After their spell on the front lines together, he and Belden parted 
ways. Chapman joined a medical unit, which he said he found more 
rewarding than fighting. Belden teamed up with a different militia, 
called the United Freedom Forces, or BOG, founded by Marxist Leninist 
Kurds from Turkey. With them, he said, he found some of the socialist 
kinship he had been seeking, as well as more action on the battlefield.
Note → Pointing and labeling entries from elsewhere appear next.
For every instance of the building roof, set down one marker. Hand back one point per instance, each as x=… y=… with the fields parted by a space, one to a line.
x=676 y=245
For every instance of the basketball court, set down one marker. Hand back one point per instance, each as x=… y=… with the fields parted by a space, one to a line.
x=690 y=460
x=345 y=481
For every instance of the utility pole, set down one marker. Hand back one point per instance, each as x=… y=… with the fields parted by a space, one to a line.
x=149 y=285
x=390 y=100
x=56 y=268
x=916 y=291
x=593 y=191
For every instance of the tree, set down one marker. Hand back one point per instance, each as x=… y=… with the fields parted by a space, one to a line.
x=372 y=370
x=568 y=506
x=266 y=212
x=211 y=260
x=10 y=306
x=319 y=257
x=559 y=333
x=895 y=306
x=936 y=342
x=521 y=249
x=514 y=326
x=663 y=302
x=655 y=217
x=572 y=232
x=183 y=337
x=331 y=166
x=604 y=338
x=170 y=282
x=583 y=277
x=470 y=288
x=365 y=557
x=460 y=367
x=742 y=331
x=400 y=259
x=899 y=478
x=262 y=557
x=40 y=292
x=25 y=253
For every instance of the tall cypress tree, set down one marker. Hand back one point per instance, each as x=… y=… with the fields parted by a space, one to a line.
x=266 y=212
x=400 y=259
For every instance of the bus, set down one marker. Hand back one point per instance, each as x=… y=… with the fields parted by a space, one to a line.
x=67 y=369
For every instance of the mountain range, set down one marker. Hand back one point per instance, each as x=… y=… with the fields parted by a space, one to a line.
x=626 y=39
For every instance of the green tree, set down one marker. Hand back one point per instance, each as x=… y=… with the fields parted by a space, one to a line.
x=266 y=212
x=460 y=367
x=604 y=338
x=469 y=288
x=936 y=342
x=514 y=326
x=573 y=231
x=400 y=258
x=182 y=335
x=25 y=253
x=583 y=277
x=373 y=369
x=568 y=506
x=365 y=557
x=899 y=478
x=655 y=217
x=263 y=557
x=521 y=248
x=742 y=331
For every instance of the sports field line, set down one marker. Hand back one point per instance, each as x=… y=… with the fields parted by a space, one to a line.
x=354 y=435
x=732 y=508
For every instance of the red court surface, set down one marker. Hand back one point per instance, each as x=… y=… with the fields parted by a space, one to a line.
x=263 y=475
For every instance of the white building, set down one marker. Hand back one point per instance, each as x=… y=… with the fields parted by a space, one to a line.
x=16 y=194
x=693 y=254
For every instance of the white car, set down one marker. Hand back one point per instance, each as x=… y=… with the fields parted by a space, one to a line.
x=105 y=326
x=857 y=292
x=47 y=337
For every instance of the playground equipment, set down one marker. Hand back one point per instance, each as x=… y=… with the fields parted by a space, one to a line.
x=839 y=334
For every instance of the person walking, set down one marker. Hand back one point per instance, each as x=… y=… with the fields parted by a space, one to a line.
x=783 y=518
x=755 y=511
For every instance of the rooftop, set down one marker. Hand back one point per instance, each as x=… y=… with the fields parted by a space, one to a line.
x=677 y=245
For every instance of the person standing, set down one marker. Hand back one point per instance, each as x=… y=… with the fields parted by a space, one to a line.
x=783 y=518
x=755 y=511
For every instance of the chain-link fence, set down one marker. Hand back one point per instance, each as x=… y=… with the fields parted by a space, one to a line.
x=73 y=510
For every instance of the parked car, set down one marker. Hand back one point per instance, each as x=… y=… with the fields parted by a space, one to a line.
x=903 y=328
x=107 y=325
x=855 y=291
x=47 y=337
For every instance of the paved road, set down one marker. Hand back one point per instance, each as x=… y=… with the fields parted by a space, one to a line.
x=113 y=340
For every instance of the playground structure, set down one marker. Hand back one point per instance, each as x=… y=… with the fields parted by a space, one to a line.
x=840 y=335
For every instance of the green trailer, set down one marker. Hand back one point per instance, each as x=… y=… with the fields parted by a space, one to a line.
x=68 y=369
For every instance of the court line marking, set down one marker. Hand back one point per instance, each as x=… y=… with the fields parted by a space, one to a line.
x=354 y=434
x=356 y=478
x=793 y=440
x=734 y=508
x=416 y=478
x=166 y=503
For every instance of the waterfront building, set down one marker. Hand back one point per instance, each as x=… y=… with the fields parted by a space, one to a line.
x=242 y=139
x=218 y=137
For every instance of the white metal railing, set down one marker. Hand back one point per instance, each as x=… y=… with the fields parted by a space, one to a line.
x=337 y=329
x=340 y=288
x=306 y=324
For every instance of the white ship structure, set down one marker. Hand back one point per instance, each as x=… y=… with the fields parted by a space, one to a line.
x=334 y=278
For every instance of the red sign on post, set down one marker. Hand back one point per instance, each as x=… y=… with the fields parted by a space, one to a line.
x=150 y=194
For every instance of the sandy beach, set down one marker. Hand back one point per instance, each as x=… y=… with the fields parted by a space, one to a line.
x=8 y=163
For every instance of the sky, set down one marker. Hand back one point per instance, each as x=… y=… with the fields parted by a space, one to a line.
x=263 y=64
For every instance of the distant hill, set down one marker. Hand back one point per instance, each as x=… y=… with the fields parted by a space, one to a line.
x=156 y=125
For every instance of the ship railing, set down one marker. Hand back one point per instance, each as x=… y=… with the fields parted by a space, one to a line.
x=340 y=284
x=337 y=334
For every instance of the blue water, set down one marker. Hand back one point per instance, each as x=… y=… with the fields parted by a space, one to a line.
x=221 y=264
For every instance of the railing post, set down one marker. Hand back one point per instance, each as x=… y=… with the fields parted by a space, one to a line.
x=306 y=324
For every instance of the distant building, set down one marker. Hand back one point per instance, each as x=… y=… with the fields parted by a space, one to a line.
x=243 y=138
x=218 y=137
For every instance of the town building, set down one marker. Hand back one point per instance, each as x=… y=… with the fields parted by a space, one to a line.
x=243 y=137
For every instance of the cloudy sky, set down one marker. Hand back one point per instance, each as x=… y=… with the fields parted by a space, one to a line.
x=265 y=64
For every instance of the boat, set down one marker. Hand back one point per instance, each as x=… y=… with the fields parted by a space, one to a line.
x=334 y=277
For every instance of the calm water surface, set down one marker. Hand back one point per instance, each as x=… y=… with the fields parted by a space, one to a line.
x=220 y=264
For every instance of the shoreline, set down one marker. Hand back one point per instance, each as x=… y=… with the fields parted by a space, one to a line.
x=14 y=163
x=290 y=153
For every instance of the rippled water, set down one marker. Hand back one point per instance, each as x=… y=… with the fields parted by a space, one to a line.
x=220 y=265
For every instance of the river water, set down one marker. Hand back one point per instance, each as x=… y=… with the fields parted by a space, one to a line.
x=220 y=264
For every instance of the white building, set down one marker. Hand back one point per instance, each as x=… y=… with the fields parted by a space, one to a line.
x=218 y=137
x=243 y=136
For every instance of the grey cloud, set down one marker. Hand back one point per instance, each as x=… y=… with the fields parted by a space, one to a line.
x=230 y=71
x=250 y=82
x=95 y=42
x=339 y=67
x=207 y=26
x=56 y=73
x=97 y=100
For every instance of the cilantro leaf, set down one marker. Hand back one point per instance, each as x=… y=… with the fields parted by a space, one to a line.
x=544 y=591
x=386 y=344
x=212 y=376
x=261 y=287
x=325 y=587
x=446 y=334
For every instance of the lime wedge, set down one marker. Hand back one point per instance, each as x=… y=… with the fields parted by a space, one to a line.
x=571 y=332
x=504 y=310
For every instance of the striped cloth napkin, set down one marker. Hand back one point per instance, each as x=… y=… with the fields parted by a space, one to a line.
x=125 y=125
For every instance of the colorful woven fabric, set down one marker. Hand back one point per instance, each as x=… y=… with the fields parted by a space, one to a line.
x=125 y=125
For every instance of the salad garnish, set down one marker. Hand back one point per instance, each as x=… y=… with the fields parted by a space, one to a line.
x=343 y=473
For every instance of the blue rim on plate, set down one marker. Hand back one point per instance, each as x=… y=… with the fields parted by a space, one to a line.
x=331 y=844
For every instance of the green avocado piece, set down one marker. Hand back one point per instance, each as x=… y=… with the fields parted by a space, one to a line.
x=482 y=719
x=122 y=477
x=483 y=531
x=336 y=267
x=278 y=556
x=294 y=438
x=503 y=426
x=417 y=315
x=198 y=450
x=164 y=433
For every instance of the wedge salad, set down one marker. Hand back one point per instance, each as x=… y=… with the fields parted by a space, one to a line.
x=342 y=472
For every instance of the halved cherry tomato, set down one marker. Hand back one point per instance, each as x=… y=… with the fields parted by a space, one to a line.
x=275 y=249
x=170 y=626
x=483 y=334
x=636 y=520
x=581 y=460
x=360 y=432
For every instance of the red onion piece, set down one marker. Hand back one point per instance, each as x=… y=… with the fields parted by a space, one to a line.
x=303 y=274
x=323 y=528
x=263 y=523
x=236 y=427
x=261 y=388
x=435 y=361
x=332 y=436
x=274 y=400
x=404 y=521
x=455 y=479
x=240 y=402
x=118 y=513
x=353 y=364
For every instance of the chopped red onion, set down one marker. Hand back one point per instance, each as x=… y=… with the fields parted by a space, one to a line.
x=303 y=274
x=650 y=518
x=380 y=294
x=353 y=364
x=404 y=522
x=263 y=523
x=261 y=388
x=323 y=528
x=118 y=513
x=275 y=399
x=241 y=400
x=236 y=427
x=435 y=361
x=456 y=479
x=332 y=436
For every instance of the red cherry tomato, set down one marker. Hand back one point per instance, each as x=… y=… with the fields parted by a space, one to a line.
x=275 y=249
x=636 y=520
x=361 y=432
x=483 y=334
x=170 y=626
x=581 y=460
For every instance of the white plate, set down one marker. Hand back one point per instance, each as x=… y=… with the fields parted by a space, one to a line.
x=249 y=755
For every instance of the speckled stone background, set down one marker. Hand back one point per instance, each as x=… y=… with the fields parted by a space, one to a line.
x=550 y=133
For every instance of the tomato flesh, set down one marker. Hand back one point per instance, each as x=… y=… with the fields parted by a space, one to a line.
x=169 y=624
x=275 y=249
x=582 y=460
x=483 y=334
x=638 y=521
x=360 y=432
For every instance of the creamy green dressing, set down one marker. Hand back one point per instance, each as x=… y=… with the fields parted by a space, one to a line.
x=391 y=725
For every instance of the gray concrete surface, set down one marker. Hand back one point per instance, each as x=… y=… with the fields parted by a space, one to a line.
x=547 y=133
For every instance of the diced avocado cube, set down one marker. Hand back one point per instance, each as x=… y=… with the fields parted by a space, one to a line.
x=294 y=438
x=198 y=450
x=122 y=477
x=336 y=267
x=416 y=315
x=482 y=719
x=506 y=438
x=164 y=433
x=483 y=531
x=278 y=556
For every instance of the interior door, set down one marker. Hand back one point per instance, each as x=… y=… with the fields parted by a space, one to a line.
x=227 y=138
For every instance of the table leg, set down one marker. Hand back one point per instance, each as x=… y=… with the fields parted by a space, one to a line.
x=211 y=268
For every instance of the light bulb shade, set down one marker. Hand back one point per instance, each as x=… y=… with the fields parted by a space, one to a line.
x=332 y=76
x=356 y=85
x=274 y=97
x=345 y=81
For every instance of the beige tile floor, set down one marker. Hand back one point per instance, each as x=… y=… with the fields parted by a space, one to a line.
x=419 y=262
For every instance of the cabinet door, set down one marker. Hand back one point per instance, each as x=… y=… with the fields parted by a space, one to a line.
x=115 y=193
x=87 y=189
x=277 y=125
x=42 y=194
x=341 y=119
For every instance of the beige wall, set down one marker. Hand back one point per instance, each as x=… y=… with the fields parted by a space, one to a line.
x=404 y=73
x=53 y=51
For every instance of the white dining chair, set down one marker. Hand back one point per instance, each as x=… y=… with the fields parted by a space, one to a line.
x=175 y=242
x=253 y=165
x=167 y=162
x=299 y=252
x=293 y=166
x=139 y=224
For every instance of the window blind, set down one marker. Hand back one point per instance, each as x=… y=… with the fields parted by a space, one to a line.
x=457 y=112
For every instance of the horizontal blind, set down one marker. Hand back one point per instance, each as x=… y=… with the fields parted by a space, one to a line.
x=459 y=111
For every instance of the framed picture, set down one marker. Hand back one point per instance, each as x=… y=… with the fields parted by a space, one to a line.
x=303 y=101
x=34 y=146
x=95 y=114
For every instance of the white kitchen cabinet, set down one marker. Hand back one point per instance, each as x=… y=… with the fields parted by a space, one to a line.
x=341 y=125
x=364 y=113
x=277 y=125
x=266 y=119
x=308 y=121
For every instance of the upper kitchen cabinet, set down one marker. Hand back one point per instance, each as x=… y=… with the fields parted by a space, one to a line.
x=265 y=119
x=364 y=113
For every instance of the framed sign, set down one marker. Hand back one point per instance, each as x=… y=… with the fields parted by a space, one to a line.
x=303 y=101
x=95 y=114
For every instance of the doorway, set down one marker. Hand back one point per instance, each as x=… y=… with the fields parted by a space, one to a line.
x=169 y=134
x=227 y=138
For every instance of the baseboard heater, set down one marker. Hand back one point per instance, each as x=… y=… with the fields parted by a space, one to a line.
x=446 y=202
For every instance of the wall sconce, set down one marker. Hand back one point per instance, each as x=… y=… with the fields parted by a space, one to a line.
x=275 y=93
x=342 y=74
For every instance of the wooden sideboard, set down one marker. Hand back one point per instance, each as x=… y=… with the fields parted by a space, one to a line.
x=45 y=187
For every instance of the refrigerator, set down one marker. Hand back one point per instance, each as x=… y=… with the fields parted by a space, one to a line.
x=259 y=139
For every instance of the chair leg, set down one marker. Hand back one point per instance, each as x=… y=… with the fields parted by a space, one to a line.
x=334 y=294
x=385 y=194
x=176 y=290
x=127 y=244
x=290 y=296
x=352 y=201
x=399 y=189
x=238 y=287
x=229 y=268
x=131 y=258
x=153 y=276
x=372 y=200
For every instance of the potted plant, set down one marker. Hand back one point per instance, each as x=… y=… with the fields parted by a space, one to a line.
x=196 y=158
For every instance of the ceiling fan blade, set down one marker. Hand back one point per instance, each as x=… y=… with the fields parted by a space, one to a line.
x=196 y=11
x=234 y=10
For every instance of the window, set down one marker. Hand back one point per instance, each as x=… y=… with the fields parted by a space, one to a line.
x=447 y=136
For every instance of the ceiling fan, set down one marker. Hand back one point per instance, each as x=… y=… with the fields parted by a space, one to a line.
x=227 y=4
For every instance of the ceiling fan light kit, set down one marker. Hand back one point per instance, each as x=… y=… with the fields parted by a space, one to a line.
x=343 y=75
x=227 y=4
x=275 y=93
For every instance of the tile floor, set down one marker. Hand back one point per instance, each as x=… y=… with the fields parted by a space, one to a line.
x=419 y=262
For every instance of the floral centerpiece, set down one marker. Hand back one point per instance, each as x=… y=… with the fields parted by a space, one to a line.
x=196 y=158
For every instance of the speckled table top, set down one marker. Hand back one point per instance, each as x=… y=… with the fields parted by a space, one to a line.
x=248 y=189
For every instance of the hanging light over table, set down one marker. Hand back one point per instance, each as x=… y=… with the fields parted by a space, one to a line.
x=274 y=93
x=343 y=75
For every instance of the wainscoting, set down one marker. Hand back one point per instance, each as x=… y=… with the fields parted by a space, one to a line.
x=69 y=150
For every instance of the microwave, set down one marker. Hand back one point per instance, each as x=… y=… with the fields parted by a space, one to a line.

They have now reunited for the journey home. Chapman, who has learned to 
speak Kurdish, hopes to work with Kurdish organizations in the United 
States. Belden wants to marry his girlfriend and return to Syria with 
her — to join a Marxist-Leninist political organization, not to fight.

He also has another wish — to halt production of the planned movie, 
which is based on an article in Rolling Stone called “The Anarchists vs. 
the Islamic State.” The proposal for a film to be directed by Daniel 
Espinosa and starring Gyllenhaal was recently announced by the Hollywood 
Reporter. Belden, who says he is not an anarchist, was as surprised as 
all of his friends when he found out about it.

“I’ve got to stop this movie. It’ll probably be exploitative and 
orientalist. It will taint everything I do,” he said in a message as he 
prepared to leave Syria this week. “I’m a communist. I don’t want fame.”